THE CAT 0′ NINE TAILS
Here’s another installment featuring Joe Dante’s reviews from his stint as a critic for Film Bulletin circa 1969-1974. Our thanks to Video Watchdog and Tim Lucas for his editorial embellishments!
Disappointing suspenser from Italy about murders at a research institute. Contrived and plodding, but has sporadic gore and violence for the action markets. Rating: GP.
Italian writer‑director Dario Argento, who struck pay dirt with his first feature, THE BIRD WITH THE CRYSTAL PLUMAGE, is back with another suspense item which is less credible and exciting than the earlier film. Though THE CAT O’NINE TAILS begins promisingly with a blind man overhearing a murder conversation, cut‑ins of the killer’s huge staring eyeball, and a nice Ennio Morricone score, it soon dissipates itself with endless clue‑solving, none of which is especially artful or coherent.
The middle portions fall notably slack, slowing to a virtual crawl before exploding unto a gorily violent, unsatisfying climax.
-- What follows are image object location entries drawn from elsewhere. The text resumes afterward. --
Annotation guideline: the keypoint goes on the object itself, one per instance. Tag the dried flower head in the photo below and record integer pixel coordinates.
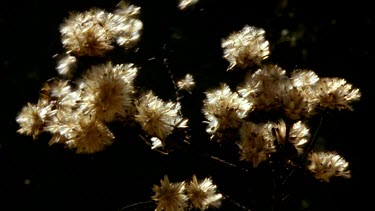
(256, 144)
(298, 135)
(187, 83)
(170, 196)
(325, 165)
(106, 90)
(202, 195)
(265, 87)
(246, 47)
(89, 136)
(87, 33)
(184, 4)
(224, 109)
(157, 118)
(66, 65)
(336, 93)
(32, 118)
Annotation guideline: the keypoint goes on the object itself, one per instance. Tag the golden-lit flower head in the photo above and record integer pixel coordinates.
(184, 4)
(265, 87)
(170, 196)
(32, 118)
(87, 33)
(325, 165)
(66, 65)
(336, 93)
(157, 118)
(224, 109)
(246, 47)
(298, 135)
(106, 90)
(256, 144)
(202, 194)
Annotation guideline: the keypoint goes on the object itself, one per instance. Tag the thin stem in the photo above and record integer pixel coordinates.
(135, 205)
(226, 197)
(228, 163)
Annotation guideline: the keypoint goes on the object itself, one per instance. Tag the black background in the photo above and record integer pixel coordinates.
(335, 39)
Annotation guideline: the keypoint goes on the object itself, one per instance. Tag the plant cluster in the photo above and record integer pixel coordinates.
(268, 117)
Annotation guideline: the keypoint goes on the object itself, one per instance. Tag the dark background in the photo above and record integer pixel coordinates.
(335, 39)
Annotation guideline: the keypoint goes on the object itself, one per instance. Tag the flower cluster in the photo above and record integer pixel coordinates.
(77, 107)
(267, 114)
(266, 117)
(180, 196)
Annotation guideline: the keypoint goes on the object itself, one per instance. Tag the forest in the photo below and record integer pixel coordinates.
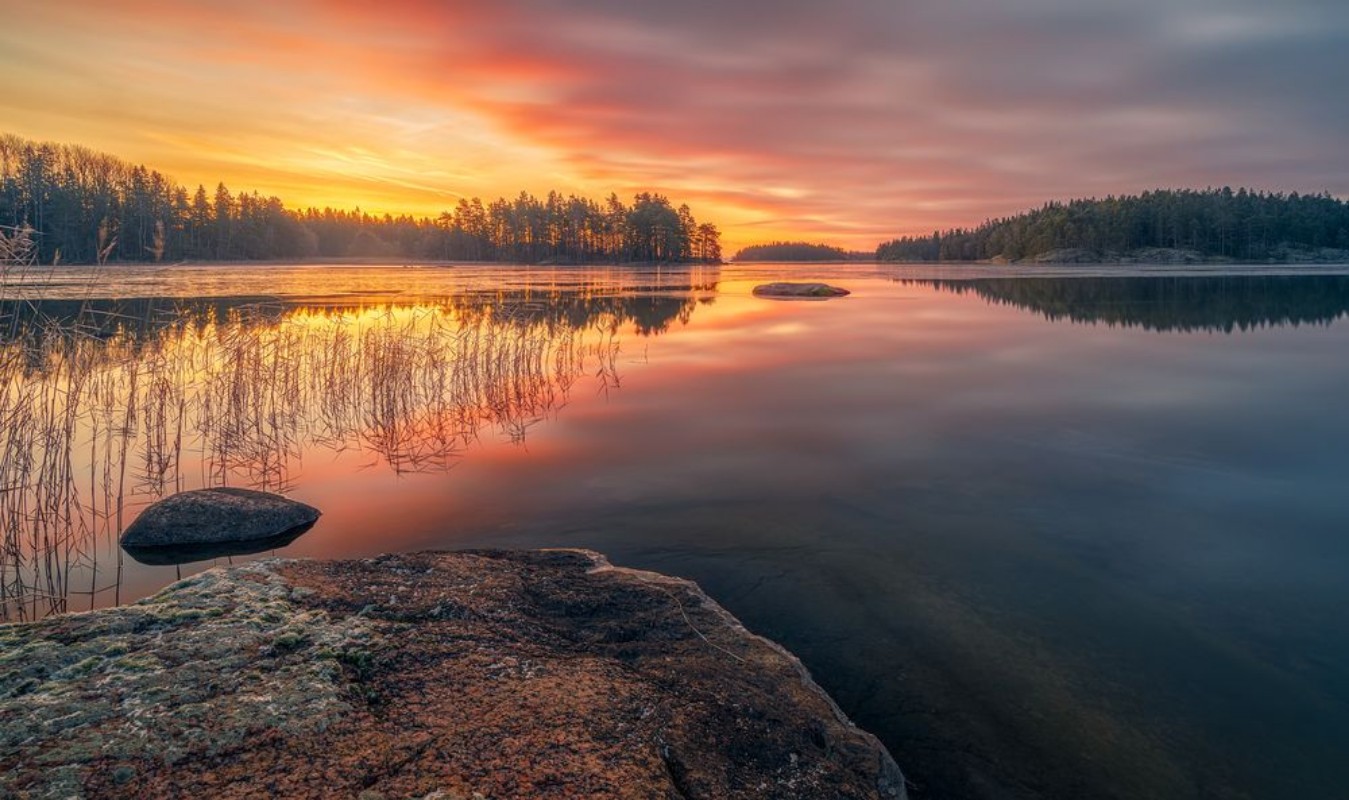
(1212, 223)
(85, 207)
(791, 251)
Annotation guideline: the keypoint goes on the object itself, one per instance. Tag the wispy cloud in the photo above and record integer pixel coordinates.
(849, 122)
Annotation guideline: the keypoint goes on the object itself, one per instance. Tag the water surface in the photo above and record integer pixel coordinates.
(1047, 536)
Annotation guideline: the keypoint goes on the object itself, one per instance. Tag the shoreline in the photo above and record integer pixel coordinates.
(494, 672)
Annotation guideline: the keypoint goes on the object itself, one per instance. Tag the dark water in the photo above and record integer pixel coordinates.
(1046, 536)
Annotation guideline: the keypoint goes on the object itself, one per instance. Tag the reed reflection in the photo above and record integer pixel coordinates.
(107, 406)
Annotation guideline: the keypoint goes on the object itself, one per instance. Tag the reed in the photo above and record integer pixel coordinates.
(97, 422)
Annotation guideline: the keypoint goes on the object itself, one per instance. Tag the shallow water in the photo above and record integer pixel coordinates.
(1047, 536)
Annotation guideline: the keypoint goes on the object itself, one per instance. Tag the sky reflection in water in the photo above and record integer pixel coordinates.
(1046, 537)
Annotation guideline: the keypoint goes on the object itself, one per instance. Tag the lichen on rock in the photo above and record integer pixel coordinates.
(542, 673)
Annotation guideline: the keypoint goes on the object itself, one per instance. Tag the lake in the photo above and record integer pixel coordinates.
(1048, 533)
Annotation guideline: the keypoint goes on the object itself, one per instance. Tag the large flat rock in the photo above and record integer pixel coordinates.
(542, 673)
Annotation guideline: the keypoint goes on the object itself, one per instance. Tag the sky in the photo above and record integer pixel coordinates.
(846, 122)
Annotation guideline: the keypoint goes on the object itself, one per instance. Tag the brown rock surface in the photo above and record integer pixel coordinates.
(541, 673)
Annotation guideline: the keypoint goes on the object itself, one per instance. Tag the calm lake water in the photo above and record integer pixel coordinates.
(1046, 534)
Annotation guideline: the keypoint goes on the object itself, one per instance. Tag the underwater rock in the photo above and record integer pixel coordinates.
(537, 673)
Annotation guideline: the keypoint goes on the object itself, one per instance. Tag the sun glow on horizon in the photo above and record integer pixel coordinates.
(845, 128)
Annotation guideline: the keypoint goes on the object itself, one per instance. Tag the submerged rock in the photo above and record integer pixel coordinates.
(799, 290)
(542, 673)
(216, 517)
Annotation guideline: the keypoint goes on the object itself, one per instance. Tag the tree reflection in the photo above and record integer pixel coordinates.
(1210, 304)
(105, 405)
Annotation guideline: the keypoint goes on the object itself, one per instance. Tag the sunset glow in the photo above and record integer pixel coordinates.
(845, 123)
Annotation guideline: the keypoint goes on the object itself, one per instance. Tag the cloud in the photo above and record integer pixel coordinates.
(851, 122)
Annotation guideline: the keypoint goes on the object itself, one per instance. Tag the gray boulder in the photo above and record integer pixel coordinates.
(799, 290)
(217, 517)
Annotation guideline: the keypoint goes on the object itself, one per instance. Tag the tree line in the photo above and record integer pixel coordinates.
(85, 207)
(791, 251)
(1174, 302)
(1216, 223)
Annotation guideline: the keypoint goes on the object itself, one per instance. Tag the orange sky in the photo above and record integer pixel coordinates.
(847, 123)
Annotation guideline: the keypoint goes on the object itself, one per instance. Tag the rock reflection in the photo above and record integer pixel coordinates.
(1187, 304)
(108, 405)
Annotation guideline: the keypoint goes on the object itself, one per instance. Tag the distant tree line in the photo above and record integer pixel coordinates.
(1175, 302)
(791, 251)
(1244, 225)
(85, 207)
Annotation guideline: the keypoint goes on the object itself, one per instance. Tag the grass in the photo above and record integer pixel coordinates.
(99, 418)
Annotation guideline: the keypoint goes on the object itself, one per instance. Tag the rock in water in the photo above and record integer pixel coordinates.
(799, 290)
(541, 673)
(217, 517)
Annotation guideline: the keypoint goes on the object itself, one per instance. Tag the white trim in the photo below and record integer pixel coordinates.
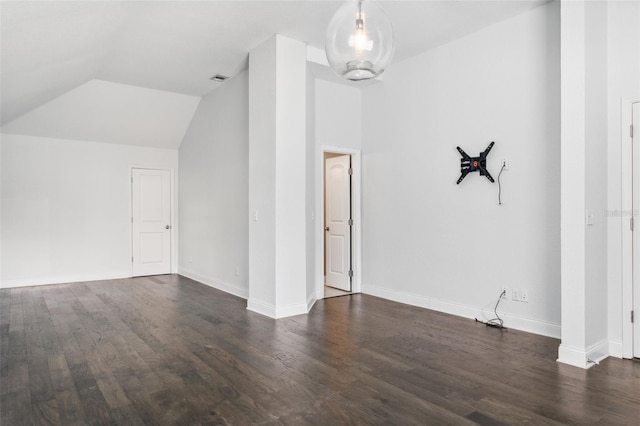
(627, 236)
(356, 188)
(216, 283)
(173, 212)
(615, 349)
(467, 311)
(278, 312)
(311, 300)
(66, 279)
(583, 358)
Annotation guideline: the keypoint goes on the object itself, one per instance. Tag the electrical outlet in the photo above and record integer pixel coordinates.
(516, 294)
(504, 289)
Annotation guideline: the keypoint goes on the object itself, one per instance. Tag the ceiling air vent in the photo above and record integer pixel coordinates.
(219, 78)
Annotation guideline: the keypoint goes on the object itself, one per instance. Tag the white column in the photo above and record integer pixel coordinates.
(573, 185)
(277, 138)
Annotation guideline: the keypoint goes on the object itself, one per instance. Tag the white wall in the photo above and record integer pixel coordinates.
(66, 208)
(432, 243)
(310, 169)
(214, 172)
(338, 115)
(277, 178)
(596, 177)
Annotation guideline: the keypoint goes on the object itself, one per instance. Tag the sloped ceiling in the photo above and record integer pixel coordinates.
(103, 111)
(51, 47)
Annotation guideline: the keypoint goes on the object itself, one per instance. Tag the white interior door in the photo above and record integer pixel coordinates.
(337, 222)
(151, 222)
(636, 231)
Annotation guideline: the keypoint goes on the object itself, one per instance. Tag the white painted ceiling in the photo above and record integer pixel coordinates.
(51, 47)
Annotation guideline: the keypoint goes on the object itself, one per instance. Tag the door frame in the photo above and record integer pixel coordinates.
(356, 239)
(172, 212)
(627, 236)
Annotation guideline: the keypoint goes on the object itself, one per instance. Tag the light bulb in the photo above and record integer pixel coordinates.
(359, 43)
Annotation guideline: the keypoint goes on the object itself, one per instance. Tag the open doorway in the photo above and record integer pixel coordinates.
(339, 251)
(338, 224)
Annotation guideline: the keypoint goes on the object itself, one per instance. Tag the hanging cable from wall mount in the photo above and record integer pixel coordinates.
(504, 165)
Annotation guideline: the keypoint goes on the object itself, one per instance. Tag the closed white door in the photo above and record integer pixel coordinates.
(337, 222)
(151, 222)
(636, 229)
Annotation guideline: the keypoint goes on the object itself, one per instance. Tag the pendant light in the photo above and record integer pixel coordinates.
(359, 42)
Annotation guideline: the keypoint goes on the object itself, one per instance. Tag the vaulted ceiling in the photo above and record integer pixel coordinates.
(52, 47)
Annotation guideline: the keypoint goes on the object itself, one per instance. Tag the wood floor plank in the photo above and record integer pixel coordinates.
(166, 350)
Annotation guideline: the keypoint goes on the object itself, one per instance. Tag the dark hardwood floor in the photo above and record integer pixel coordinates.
(167, 350)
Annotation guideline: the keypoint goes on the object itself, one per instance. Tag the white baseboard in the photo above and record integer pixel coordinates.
(583, 358)
(467, 311)
(64, 279)
(311, 300)
(217, 284)
(615, 349)
(276, 312)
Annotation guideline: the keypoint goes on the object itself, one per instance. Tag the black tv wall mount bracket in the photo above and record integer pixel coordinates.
(472, 164)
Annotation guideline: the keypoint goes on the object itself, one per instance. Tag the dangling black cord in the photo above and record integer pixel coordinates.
(500, 186)
(496, 322)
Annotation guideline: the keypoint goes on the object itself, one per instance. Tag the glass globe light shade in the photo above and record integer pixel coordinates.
(359, 42)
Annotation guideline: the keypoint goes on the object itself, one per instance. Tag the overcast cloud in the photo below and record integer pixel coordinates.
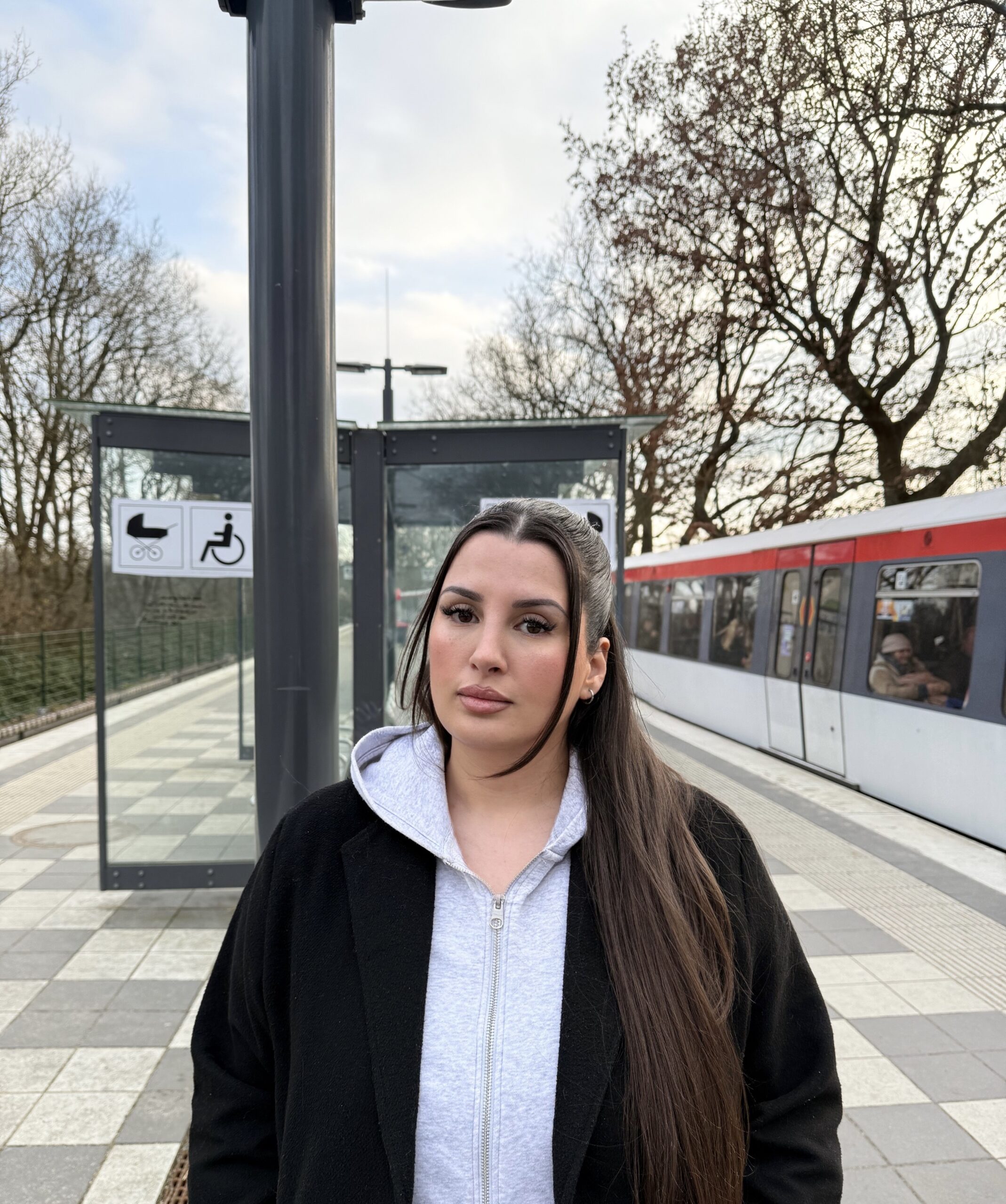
(450, 159)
Backed by a strong hard‑sell, the Italian‑French‑German National General import should perform adequately in action markets, though its lack of suspense and rather overextended plotting will eventually relegate it to dualler status. The title, an obscure reference to the various clues, will be no help. The fact that the murder victims herein are incessantly gagging, spitting, gurgling and coughing-up bright red blood is no compensation for a plot which, when it’s not confusing, is merely contrived. A researcher at an institute investigating crime‑causing chromosomes falls beneath a train.
On a tip from blind ex‑reporter Karl Malden, newsman James Franciscus has a photo of the event enlarged, revealing a hand pushing the victim off the platform. Before Franciscus can get the picture, the photographer is garrotted in his darkroom. The dead scientist’s mistress hides a note identifying the killer in her watch before she, too, dies a gurgling death. The police investigate all the shifty‑looking researchers while the murderer makes periodic attempts to knock off Franciscus via such clever ruses as injecting poison into his milk cartons. After more of the same, including a trip to the dead girl’s tomb to find her watch, the killer kidnaps Malden’s little seeing‑eye niece Ginzella DeCarolis and hides out at the institute. Franciscus fights it out on the roof with the fiend, who turns but to be one of the more anonymous researchers.
Franciscus takes quite a beating, especially considering the GP rating. He gets stomped, stabbed, spurts blood from all directions and the last we see him, he’s rolling down the roof. However, Malden pushes the killer through a skylight. Argento’s direction is straightforward, but not very adept at developing essential suspense. Franciscus and Malden do as well as can be expected with the material at hand. Catherine Spaak is the occasionally suspicious heroine. A brief scene in which she reveals her breasts is dramatically superfluous, but for many viewers it may well be the high point of the picture.
Il gatto a nove code. 1971. National General. (Transconta Productions). Eastman Color, Panavision. minutes. James Franciscus, Karl Malden. Catherine Spaak. Produced by Salvatore Argento. Directed by Dario Argento.